La justice russe a infligé lundi aux deux organisateurs d'une exposition d'art controversée une amende totalisant 9000 euros, alors qu'ils risquaient trois ans de prison pour incitation à la haine, au terme d'un procès vivement critiqué par des artistes et des ONG.

Iouri Samodourov, alors directeur du musée Sakharov qui accueillait les oeuvres, a été condamné à 200 000 roubles d'amende, et Andreï Erofeïev, commissaire de l'exposition, à 150 000 roubles d'amende, par le tribunal Taganski de Moscou.

Les deux responsables avaient une «intention criminelle» et ont commis «des actes visant à attiser la haine raciale» et religieuse, selon la présidente de la juridiction, Svetlana Alexandrova, qui a également décelé dans les oeuvres de l'exposition Art interdit 2006 un vocabulaire grossier.

Le parquet avait requis contre eux trois ans d'emprisonnement.

L'exposition avait été organisée pour présenter des oeuvres que les directeurs d'autres musées avaient jugé trop choquantes pour être montrées, notamment le Christ dans une publicité pour la chaîne de restauration rapide McDonald's ou encore Mickey Mouse dans un tableau religieux.

Ces oeuvres ont suscité les foudres d'une organisation ultra-orthodoxe et nationaliste russe, «le Concile du peuple», qui avait déposé la plainte à l'origine du procès.

Après l'énoncé du jugement, M. Erofeïev a exprimé un certain soulagement tout en affirmant que la décision était politique.

«C'est d'abord un jugement de compromis qui grâce à Dieu ne me condamne pas à la prison. La décision vient sûrement du gouvernement ou du Premier ministre (Vladimir Poutine), j'en suis même certain», a-t-il déclaré.

De son côté, l'organisation de défense des droits de l'homme, Amnesty International, a dénoncé un «jugement honteux» qui constitue «une nouvelle atteinte à la liberté d'expression», dans un communiqué soulignant que les deux responsables condamnés devraient faire appel.

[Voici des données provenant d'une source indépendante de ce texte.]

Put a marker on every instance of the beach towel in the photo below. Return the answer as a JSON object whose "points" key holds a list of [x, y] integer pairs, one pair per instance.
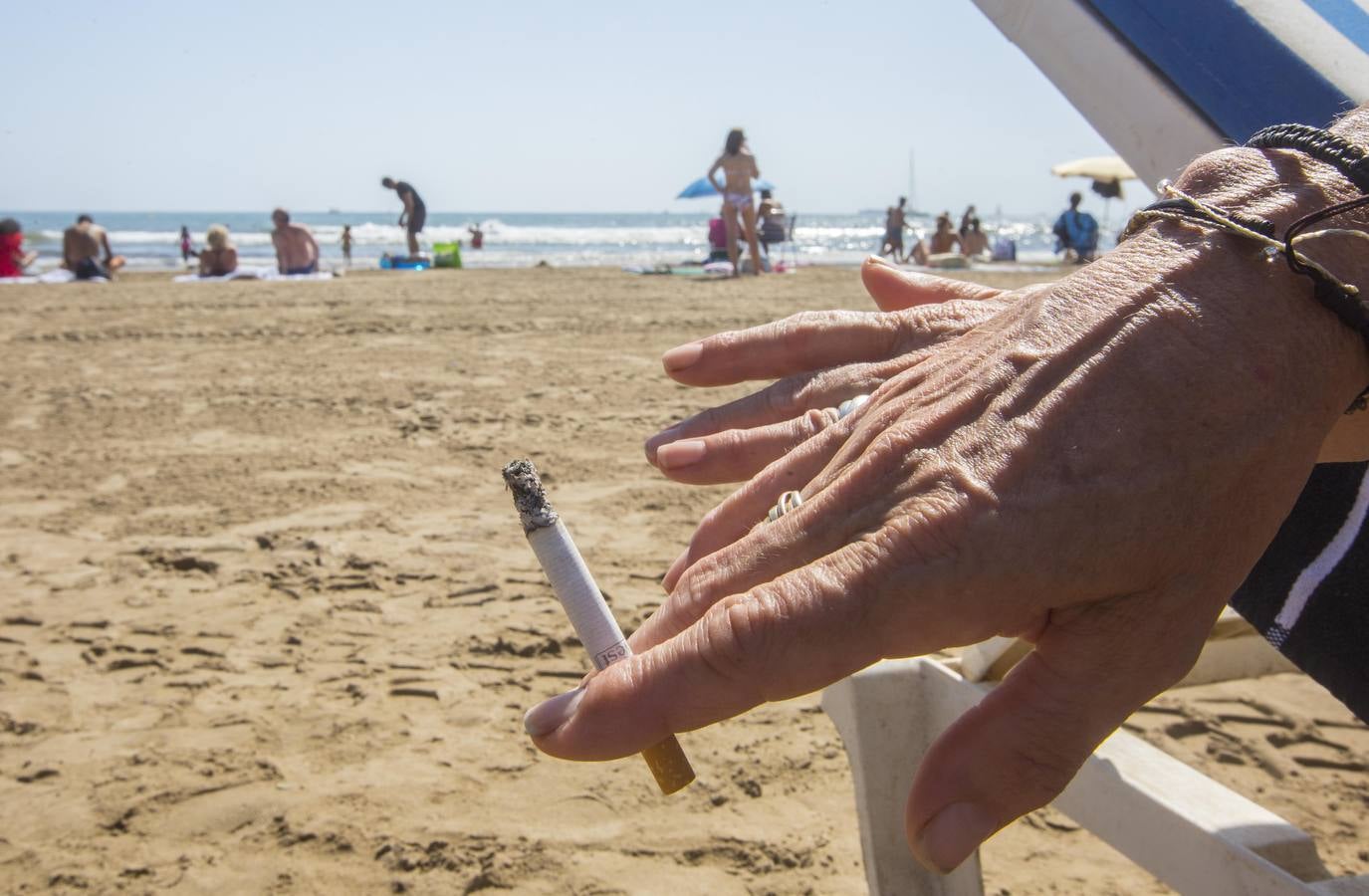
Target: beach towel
{"points": [[252, 274]]}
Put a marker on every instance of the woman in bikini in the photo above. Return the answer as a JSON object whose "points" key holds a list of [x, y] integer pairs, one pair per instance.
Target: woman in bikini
{"points": [[738, 167]]}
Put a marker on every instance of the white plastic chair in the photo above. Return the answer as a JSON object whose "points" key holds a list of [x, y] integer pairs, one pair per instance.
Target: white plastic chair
{"points": [[1193, 833]]}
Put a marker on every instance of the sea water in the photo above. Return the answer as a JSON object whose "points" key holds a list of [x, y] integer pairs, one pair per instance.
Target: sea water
{"points": [[152, 240]]}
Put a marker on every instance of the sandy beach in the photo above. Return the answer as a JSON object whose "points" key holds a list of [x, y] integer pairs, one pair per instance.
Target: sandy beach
{"points": [[269, 622]]}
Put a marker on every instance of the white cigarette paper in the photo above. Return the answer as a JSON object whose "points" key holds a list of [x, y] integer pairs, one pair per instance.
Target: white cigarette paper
{"points": [[580, 598], [583, 602]]}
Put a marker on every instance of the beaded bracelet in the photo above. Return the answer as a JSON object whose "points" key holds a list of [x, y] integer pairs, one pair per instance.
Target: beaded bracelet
{"points": [[1342, 299]]}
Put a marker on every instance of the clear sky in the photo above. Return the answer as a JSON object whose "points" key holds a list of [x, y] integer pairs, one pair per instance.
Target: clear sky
{"points": [[532, 106]]}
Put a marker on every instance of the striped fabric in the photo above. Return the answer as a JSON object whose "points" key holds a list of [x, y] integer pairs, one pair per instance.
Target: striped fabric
{"points": [[1187, 77]]}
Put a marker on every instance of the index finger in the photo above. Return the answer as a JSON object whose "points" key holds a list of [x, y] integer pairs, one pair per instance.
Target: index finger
{"points": [[807, 340], [775, 642]]}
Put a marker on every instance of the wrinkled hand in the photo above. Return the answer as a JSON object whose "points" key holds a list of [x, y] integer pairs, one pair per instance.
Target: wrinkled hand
{"points": [[1092, 464]]}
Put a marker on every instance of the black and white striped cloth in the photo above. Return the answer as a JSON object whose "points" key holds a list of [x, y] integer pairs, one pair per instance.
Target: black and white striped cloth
{"points": [[1309, 594]]}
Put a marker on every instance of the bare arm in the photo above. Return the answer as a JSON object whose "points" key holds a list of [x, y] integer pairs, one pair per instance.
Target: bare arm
{"points": [[718, 164]]}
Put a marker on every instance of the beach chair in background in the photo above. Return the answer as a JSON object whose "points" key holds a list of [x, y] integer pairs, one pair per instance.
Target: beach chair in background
{"points": [[786, 256], [1182, 79]]}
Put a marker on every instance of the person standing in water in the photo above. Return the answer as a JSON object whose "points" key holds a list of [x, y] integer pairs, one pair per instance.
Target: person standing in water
{"points": [[186, 249], [738, 167], [895, 219], [413, 215]]}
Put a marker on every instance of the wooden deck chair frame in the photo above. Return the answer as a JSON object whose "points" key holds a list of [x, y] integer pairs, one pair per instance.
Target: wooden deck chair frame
{"points": [[1193, 833]]}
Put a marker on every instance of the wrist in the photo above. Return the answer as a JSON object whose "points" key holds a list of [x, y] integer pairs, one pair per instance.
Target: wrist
{"points": [[1231, 277]]}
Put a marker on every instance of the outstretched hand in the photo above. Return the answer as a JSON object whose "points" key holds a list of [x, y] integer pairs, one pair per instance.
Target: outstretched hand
{"points": [[1062, 463]]}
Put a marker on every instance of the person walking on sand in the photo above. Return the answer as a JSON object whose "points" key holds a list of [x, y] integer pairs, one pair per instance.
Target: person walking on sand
{"points": [[945, 238], [413, 215], [966, 219], [186, 249], [895, 218], [296, 252], [975, 241], [13, 258], [738, 167], [85, 251]]}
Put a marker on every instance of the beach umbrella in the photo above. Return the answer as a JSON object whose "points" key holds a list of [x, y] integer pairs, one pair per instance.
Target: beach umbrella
{"points": [[704, 189], [1164, 88], [1105, 171]]}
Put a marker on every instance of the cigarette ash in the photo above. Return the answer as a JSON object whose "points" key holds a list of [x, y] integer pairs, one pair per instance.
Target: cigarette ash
{"points": [[534, 511]]}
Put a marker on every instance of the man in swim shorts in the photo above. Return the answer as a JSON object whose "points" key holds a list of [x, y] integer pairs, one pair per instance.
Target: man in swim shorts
{"points": [[296, 252], [413, 215], [894, 222], [85, 251]]}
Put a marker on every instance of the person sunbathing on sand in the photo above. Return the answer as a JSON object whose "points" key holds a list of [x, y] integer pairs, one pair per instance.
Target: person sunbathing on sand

En revanche, un représentant du «Concile du peuple», Oleg Kassine, a estimé que les sanctions étaient trop clémentes.

Interrogé la semaine dernière sur Art interdit 2006, M. Erofeïev avait expliqué que l'idée était de montrer qu'il y avait une forme de censure qui s'installait depuis 2006. Raison pour laquelle les oeuvres n'étaient visibles que si l'on pressait son oeil contre des trous percés dans le mur les dissimulant.

En colère, des ultra-orthodoxes regroupés devant le tribunal, dont des femmes âgées exhibant des tableaux avec des icônes religieuses, ont crié au scandale après l'énoncé du jugement.

M. Erofeïev a estimé que cette procédure était l'oeuvre de «nationalistes» parmi les ultra-orthodoxes et s'est dit victime de menaces qui lui font désormais craindre pour sa sécurité.

«Je vais essayer maintenant de faire attention à ne pas rester seul dans une rue calme, déserte, mais ça ne veut pas dire que je dois abandonner la vie publique et mon travail de commissaire d'exposition», a-t-il encore dit.

Par ailleurs, plusieurs représentants de l'association d'artistes «Voïna» (Guerre, en russe) ont été interpellés par la police après avoir introduit des cancrelats dans l'enceinte du tribunal pour protester contre la tenue de ce procès, selon la radio Echo de Moscou.

La semaine dernière, 13 artistes russes de renom ont adressé au président Dmitri Medvedev une lettre lui demandant de mettre fin à cette procédure, soulignant qu'une reconnaissance de culpabilité serait «une sentence pour l'ensemble de l'art contemporain russe».